In Iowa, as elsewhere in the United States, health coverage is uneven and fragmented: 64 percent of the non-elderly are covered by job-based health plans, 21 percent receive Medicaid, 7 percent purchase insurance on their own (including those buying subsidized plans under the Affordable Care Act), and 6 percent are uninsured. Even many of the insured find health security elusive. Nearly a third of those with job-based and other private plans are “underinsured” (their out-of-pocket expenses exceed 10 percent of their income).

Iowa has struggled to find private insurers willing to consistently offer plans in the Affordable Care Act “marketplace,” and the state’s decision to privatize Medicaid has been a disaster for the state budget and patients alike. Reliance on job-based health insurance has meant that many of the unemployed are losing their health insurance just when they need it most. (Through mid-May, nearly 150,000 Iowans had been thrown off their health insurance after being laid off.) And, even without the oft-noted lethal incompetence from the White House, the public health response in the United States — like the larger health system of which it is a part — has been a patchwork chaos.

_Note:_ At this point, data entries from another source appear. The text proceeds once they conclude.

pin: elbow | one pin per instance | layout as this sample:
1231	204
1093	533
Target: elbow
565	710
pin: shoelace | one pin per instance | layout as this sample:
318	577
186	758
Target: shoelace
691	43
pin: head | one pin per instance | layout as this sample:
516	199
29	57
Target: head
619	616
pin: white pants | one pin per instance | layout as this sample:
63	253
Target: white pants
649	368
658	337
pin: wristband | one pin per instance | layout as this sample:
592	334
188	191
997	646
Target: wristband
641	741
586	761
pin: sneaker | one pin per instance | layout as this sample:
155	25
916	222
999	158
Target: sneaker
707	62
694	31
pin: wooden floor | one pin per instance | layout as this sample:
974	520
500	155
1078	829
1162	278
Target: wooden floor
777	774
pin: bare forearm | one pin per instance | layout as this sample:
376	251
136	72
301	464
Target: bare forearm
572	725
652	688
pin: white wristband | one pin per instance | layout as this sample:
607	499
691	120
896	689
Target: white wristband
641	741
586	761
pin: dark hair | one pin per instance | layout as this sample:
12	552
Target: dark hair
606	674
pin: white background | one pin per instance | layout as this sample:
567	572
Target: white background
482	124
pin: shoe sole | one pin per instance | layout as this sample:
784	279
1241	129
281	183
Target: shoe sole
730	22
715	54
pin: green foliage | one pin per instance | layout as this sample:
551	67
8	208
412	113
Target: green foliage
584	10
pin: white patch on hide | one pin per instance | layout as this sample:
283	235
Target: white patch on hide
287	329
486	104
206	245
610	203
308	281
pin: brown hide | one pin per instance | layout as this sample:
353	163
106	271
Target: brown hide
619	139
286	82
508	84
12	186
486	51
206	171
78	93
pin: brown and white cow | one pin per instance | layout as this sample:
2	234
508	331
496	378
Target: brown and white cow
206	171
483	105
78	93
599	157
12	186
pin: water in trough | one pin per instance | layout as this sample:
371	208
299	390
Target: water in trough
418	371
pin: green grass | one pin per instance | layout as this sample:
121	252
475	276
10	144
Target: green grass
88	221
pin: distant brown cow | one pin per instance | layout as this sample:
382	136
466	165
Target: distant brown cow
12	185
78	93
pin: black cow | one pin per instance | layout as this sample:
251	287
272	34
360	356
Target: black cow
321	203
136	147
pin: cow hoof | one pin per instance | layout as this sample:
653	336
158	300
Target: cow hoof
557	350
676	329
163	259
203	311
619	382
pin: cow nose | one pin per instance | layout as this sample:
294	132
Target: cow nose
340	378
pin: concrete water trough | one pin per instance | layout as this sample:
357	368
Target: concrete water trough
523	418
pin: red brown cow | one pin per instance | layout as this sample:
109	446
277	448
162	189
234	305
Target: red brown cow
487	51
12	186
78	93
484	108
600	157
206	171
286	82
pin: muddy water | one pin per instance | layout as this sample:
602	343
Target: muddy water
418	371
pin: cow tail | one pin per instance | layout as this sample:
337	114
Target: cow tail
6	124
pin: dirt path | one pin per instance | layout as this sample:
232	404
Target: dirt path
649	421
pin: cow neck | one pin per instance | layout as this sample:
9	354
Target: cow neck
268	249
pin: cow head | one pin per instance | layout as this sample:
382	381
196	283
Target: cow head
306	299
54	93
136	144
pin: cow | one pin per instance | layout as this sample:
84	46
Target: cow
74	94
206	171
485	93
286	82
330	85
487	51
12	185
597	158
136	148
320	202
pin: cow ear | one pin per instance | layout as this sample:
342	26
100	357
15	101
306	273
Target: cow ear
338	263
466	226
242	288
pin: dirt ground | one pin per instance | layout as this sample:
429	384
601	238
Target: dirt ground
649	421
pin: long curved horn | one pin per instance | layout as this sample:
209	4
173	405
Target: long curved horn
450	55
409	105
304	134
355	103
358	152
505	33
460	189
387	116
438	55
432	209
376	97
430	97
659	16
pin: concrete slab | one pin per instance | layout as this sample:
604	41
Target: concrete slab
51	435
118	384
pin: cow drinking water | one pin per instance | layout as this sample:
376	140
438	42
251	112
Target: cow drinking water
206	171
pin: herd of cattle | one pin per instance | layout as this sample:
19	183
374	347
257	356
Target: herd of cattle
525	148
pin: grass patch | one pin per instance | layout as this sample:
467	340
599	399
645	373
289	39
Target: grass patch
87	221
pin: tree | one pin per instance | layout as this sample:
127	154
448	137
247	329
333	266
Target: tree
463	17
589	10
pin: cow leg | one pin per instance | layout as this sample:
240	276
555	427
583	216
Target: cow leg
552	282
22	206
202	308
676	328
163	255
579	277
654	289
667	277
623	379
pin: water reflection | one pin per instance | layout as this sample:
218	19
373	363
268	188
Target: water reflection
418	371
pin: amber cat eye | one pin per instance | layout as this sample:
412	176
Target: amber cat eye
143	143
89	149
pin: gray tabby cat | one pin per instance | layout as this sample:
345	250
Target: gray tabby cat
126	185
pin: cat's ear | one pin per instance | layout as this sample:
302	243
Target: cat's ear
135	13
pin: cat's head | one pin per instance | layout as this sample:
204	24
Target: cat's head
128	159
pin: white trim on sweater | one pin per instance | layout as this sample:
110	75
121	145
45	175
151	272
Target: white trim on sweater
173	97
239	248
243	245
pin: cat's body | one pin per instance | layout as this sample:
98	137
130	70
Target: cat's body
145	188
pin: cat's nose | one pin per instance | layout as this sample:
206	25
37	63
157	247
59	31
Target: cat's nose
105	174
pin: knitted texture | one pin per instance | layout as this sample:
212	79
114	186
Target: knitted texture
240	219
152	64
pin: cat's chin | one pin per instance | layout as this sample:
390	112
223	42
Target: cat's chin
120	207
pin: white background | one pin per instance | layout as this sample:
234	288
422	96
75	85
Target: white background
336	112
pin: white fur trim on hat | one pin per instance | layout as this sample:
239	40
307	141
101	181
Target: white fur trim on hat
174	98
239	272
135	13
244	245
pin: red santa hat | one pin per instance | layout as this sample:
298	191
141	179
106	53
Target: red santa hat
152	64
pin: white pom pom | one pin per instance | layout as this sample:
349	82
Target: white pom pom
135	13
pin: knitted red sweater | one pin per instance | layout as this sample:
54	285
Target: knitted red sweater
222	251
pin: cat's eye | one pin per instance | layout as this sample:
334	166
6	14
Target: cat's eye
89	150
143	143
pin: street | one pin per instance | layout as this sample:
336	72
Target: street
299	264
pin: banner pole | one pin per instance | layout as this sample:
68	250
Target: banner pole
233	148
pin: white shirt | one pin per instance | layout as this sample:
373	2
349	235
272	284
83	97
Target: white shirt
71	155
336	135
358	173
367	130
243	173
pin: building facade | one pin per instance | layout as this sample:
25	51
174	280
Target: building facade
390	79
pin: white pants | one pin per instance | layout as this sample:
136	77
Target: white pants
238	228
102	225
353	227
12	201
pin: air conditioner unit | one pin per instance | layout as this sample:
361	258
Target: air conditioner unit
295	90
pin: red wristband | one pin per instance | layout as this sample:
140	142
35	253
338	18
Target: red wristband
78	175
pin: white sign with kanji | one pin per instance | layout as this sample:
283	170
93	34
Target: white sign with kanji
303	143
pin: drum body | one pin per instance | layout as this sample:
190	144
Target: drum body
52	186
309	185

Canada has a much more rigorous system of occupational safety, with rates of inspection and worker participation that far exceed those of the United States’ Occupational Safety and Health Administration, and its state counterparts. Iowa exemplifies this hyper-pro-business approach. Employers (especially in meat-packing plants) resisted the most basic protections for workers, and state officials and employers actively conspired to downplay the workplace risk of COVID-19. All of this stems from the yawning gap in unionization rates. In MASK, about a third of workers belong to unions (35 percent in Manitoba and 31 percent in Saskatchewan); in Iowa, only 6.3 percent of the labor force are union members, and workers have virtually no say in the safety of their workplaces.

Finally, Canada has a much more generous system of unemployment insurance, with little variation across the provinces. In the United States, unemployment insurance is fragmented and meager — one reason why the extensions and enhancements of the CARES Act were so badly needed. Consider a worker earning two-thirds of the average wage, with a partner out of the labor force and two children, who is unemployed for a year. In Manitoba and Saskatchewan, regular (pre-COVID) unemployment insurance would replace 67 percent of their lost wages. In Iowa, the same worker’s UI benefits would make up only 34 percent of lost wages.

None of this is to suggest that Canada is a paragon of social democracy. Patterns of wealth inequality and income inequality resemble those south of the border. The income share of the top-earning 1 percent, using the most recent comparable data, is 13 percent in Canada and 19 percent in the United States; the income share of the top 10 percent is 41 percent in Canada and 45 percent in the United States. Canada has a decent program of paid paternal leave, but — alongside the United States and Japan — is one of only three developed nations that have no national paid sick leave policy. The universality of the national health program, before and during the COVID-19 crisis, does little to address the profound health disparities that Canada’s First Nations face.

The contrast here is not between social democracy in one setting and rapacious neoliberal austerity in another; it is a contrast between the competent execution of social insurance and social policies that are largely universal and national in scope in one setting, and the haphazard and half-hearted execution of willfully fragmented and fragmentary policies on the other.

The Canadian example, in other words, is a low bar. But in the throes of a global pandemic and devastating economic crisis, it’s one the United States can’t even clear.